The ad says, “20% off beekeeping supplies. One day only!” I cannot help but be intrigued. I’ve always thought that keeping bees would be one of the necessary, and enjoyable, skills that homesteading would require. Alas, I’ve no need for bees now, and I doubt that my neighbors in the city would be pleased with a hive or three sitting in my backyard. Maybe when I retire . . .
Again, alas, that prospect is currently so far on the horizon that at best it appears to be a mirage. A shimmering, beautiful dream of a life directed by my own passion of the moment, rather than the needs and demands of an employer. But, to round out a trinity of “alases,” life without income would be more unpleasant than life without choice (and yes, I know everything is a choice).
A couple of months ago I wrote a “bookmark” on Eric Idle’s book, Look on the Bright Side of Life: A Sortabiography.” I mentioned something I got from the book – doing what you enjoy for a living rather than merely working for a living. Right now, toleration of my work is the best I can come up with, and each year brings less tolerance. Despite advice I’ve heard too many times, I have not managed to “love my work.”
So, what would I suggest to my eighteen-year-old self, regarding a livelihood? It doesn’t matter. Any such advice would be wasted on that boy. As intelligent and capable as he was, he was immature and ignorant of the real world, almost afraid of it. To have done anything other than the safe and sure plodding in which he engaged would have subjected him to more anxiety than he could handle.
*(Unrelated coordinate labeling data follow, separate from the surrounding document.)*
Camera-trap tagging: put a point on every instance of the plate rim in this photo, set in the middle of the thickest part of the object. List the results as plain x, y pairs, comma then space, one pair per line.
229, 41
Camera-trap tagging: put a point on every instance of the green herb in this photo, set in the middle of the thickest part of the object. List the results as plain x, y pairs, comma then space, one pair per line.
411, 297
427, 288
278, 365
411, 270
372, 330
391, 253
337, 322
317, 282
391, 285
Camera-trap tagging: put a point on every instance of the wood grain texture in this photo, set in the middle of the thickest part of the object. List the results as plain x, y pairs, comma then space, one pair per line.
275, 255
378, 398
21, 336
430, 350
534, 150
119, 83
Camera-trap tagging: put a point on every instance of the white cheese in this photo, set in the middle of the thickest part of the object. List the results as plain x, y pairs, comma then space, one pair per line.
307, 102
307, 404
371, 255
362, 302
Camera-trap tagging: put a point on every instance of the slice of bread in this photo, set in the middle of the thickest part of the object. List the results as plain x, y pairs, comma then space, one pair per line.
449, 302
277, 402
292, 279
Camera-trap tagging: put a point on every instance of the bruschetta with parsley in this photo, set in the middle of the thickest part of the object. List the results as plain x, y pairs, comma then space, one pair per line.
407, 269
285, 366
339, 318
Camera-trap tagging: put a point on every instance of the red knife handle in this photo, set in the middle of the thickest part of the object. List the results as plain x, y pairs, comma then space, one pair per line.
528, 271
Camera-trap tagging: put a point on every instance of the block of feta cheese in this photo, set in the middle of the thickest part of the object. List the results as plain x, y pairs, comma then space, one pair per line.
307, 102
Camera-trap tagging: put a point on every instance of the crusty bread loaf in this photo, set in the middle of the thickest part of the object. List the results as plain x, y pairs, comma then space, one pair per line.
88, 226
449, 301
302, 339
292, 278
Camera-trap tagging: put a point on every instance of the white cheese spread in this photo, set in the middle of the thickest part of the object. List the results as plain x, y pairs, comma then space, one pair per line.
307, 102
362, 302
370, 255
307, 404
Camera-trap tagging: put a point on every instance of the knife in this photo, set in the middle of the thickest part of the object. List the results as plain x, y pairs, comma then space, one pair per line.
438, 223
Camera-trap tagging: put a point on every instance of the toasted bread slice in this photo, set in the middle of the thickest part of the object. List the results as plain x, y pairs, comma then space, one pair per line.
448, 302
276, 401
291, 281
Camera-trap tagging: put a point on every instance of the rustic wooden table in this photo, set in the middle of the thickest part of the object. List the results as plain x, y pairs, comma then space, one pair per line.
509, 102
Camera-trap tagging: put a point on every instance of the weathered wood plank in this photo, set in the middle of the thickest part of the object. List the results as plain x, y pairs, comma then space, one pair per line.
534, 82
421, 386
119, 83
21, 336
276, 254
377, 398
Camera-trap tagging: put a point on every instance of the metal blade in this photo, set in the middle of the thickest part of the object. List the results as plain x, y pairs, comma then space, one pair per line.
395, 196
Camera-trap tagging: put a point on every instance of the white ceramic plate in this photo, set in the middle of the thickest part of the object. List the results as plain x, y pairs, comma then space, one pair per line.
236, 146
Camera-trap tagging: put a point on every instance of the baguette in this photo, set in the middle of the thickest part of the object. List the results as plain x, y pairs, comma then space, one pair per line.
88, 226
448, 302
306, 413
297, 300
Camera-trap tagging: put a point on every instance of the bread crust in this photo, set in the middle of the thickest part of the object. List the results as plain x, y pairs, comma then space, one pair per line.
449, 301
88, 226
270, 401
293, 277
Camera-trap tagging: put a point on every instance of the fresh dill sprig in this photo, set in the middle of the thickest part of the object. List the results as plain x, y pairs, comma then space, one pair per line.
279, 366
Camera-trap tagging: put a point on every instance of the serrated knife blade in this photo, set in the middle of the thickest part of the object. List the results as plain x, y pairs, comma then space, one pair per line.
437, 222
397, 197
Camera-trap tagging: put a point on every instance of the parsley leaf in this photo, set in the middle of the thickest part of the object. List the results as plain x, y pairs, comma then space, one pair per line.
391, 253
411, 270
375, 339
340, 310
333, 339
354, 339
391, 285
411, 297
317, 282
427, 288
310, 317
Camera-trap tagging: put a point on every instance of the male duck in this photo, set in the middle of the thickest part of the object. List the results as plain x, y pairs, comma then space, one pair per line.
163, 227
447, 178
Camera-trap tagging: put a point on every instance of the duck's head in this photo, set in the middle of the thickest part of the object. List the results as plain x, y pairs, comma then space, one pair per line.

Perhaps I would have to go back further and advise that child’s parents to let him go out and make his own choices, and his own mistakes. Perhaps I should kidnap him and bring him to live with a more adventurous family that would encourage his individuality and appreciate his differences, rather than trying to force him into some image they imagined proper for their son.
Any change to my life would have to be made at a very early point, as I have certain childhood memories of events that I am sure warped my life in ways that were never expected, warped in ways that can never be unwarped. Or perhaps that’s just me making excuses for my own failing to direct my life in a more meaningful, satisfying way. Perhaps no amount of change in my early life would make up for my inherent psychological failings. Nature versus nurture.
I guess these ramblings illustrate why I have had little inclination to write anything other than “bookmarks” here. I’m kind of a one trick pony and while a pony’s tricks might be entertaining once or twice, the hundredth time around it gets pretty old. Even I get tired of what I write here. I would wish that I had something interesting to write about here, but the fulfillment of that wish would more likely be something devastating, rather than rewarding. And who wants to read about that? Hell, who wants to experience that?